Dans le cadre de ce dispositif, les régions volontaires pourront mettre en place un système de location de véhicules à prix modique à destination des personnes à faibles revenus domiciliées dans des zones où l’offre de transports est faible ou inadaptée.
Les personnes qui remettront leur véhicule à la région volontaire, en lieu et place de sa destruction, resteront éligibles à la prime à conversion prévue à l’article D.251-3 du code de l’énergie. Ainsi, la prime à la conversion ne sera plus systématiquement conditionnée à la destruction automatique du véhicule ancien.
L’alternative ainsi proposée constitue donc une mesure environnementale, limitant l’obsolescence de véhicules en état de fonctionnement, mais également profondément sociale, en ce qu’elle permettra à ceux qui en ont besoin de bénéficier à coût réduit de véhicules sans ajouter de charges financières importantes aux régions volontaires. Ce dispositif leur permettra de renforcer la mobilité des personnes résidant dans des zones très faiblement desservies par les transports collectifs, notamment dans les territoires ruraux.

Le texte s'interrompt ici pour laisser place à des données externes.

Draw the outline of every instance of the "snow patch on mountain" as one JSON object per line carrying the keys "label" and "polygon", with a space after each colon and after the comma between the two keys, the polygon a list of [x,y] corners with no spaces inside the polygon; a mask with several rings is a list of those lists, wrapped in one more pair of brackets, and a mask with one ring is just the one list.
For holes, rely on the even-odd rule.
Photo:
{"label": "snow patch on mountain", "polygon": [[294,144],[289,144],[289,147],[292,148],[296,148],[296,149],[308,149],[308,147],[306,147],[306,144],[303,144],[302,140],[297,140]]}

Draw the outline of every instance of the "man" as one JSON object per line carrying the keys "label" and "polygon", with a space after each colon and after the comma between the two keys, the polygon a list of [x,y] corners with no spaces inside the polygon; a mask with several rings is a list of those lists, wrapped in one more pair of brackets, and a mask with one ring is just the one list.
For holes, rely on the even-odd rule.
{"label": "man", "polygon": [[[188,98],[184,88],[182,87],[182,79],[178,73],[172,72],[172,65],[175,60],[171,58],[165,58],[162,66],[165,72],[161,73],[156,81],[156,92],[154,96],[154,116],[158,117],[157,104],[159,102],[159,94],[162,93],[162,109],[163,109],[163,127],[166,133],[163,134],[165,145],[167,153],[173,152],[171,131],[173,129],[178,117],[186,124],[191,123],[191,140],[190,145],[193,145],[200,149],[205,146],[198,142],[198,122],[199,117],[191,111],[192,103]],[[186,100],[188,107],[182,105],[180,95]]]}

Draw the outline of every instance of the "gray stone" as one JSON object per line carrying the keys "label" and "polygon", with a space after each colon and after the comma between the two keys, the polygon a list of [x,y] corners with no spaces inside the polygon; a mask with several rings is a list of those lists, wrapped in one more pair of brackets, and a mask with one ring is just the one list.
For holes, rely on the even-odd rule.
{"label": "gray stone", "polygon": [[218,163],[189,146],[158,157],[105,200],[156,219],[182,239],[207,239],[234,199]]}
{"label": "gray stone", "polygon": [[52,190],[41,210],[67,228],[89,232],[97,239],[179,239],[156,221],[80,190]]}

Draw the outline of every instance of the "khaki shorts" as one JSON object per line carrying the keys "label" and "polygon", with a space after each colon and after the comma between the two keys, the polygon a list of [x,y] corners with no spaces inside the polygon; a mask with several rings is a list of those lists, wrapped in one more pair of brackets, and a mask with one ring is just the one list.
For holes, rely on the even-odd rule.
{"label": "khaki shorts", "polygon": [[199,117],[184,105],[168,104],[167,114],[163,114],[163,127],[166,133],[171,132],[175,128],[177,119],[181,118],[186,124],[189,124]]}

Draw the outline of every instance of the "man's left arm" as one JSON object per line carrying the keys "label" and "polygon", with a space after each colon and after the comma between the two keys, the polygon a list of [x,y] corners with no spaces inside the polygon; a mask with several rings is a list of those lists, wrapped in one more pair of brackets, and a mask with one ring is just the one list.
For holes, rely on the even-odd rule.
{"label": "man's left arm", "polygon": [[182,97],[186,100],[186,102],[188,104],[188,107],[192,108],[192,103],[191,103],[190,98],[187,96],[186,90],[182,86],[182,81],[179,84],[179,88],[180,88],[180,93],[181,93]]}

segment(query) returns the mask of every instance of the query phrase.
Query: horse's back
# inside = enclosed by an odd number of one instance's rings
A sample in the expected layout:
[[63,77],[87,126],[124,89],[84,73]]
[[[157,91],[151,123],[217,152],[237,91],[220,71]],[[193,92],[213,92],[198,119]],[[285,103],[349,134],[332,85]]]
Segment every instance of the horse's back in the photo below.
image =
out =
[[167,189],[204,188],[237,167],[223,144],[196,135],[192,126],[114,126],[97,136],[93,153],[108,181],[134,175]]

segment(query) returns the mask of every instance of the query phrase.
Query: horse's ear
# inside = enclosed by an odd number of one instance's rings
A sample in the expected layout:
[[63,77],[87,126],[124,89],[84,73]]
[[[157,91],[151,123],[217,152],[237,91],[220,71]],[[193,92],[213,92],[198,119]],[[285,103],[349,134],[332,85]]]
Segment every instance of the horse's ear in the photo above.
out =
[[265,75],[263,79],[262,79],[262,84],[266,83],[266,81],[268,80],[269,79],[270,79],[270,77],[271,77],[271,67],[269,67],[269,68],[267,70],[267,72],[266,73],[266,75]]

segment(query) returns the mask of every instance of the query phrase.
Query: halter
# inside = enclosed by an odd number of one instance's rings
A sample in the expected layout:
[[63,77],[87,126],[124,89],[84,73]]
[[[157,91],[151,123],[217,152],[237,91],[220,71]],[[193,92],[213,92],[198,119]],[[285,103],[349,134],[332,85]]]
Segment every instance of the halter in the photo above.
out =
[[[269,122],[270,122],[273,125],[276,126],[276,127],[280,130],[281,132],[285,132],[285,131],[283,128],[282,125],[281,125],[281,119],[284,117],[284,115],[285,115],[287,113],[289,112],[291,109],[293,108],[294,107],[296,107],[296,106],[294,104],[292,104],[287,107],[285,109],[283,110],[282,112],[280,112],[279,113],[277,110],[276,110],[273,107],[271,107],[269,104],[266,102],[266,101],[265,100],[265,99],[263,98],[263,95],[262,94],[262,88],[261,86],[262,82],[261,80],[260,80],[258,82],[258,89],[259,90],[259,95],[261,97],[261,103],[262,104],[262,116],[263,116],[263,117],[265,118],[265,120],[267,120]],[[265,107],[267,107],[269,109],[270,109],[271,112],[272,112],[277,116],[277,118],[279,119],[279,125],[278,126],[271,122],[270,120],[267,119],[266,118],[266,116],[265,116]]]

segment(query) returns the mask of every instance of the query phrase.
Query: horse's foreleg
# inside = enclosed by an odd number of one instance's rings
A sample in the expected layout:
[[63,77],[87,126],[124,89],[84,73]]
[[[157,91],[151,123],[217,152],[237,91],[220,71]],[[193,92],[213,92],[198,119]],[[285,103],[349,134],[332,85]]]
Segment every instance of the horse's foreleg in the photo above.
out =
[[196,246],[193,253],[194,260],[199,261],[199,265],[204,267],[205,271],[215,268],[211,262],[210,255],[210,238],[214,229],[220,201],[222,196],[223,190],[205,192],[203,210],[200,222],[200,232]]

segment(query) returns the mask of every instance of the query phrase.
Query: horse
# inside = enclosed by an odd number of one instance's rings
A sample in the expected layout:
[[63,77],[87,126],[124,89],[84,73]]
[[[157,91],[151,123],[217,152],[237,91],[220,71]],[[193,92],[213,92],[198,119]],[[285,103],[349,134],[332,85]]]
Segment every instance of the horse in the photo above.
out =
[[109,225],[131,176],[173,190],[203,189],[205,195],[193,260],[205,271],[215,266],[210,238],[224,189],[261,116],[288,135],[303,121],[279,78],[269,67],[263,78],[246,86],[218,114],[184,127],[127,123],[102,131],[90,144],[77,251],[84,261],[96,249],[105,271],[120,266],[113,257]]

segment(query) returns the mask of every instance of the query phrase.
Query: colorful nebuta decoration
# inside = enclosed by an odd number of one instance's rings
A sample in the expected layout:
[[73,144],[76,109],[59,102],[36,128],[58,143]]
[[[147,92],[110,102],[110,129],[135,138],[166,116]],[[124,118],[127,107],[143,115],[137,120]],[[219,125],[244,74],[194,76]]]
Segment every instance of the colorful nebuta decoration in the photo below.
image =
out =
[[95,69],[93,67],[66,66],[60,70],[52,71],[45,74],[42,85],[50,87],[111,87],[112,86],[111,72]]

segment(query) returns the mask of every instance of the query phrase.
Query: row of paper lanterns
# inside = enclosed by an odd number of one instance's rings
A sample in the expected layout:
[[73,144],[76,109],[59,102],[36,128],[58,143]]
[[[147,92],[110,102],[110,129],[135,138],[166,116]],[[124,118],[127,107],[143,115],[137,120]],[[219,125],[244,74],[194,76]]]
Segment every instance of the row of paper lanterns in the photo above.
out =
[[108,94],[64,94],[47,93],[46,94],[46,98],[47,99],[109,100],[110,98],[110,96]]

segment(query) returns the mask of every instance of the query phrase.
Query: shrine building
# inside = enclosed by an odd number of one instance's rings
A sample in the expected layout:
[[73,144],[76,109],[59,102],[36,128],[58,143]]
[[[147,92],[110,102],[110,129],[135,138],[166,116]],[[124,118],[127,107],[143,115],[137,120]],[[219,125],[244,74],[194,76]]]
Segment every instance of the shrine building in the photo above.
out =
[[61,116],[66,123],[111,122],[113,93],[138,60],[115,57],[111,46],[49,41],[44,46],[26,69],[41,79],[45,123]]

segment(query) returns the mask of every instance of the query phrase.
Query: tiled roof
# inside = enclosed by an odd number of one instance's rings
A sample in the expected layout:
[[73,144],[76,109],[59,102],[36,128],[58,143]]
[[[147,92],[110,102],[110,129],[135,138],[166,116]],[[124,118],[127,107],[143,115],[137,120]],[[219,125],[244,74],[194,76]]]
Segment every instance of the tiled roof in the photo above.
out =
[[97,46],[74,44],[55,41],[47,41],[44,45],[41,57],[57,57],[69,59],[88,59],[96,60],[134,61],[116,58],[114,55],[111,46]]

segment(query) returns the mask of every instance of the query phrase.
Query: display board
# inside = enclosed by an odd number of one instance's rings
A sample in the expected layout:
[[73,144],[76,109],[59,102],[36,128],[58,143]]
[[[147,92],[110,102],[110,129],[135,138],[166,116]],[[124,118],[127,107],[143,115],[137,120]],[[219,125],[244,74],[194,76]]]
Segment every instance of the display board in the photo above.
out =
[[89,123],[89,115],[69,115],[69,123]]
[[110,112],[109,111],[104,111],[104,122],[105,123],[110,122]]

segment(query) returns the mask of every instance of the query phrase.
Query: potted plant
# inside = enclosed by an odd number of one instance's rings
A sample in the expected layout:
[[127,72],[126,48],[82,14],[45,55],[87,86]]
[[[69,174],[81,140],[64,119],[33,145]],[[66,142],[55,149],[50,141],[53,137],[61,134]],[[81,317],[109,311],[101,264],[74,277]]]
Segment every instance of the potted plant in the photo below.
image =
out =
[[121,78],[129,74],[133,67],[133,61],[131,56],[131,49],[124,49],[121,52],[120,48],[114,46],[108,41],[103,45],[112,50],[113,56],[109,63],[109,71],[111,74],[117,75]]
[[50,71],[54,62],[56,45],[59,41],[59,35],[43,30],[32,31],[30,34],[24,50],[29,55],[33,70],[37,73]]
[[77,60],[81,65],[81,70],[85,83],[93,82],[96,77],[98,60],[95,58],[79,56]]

Cet amendement ne crée pas de charge nouvelle, ni les conditions d’une incitation à dépenser puisque le code des transports reconnaît déjà aux autorités organisatrices de la mobilité régionale la faculté d’organiser des services sociaux de location de voitures. Par ailleurs, ce mécanisme est déjà pratiqué, notamment par la Région Hauts-de-France. L'amendement, en rendant disponible un parc de véhicules, viendrait ainsi faciliter la mise en œuvre de cette faculté déjà ouverte aux régions, que constitue l'organisation de services sociaux de location de voitures.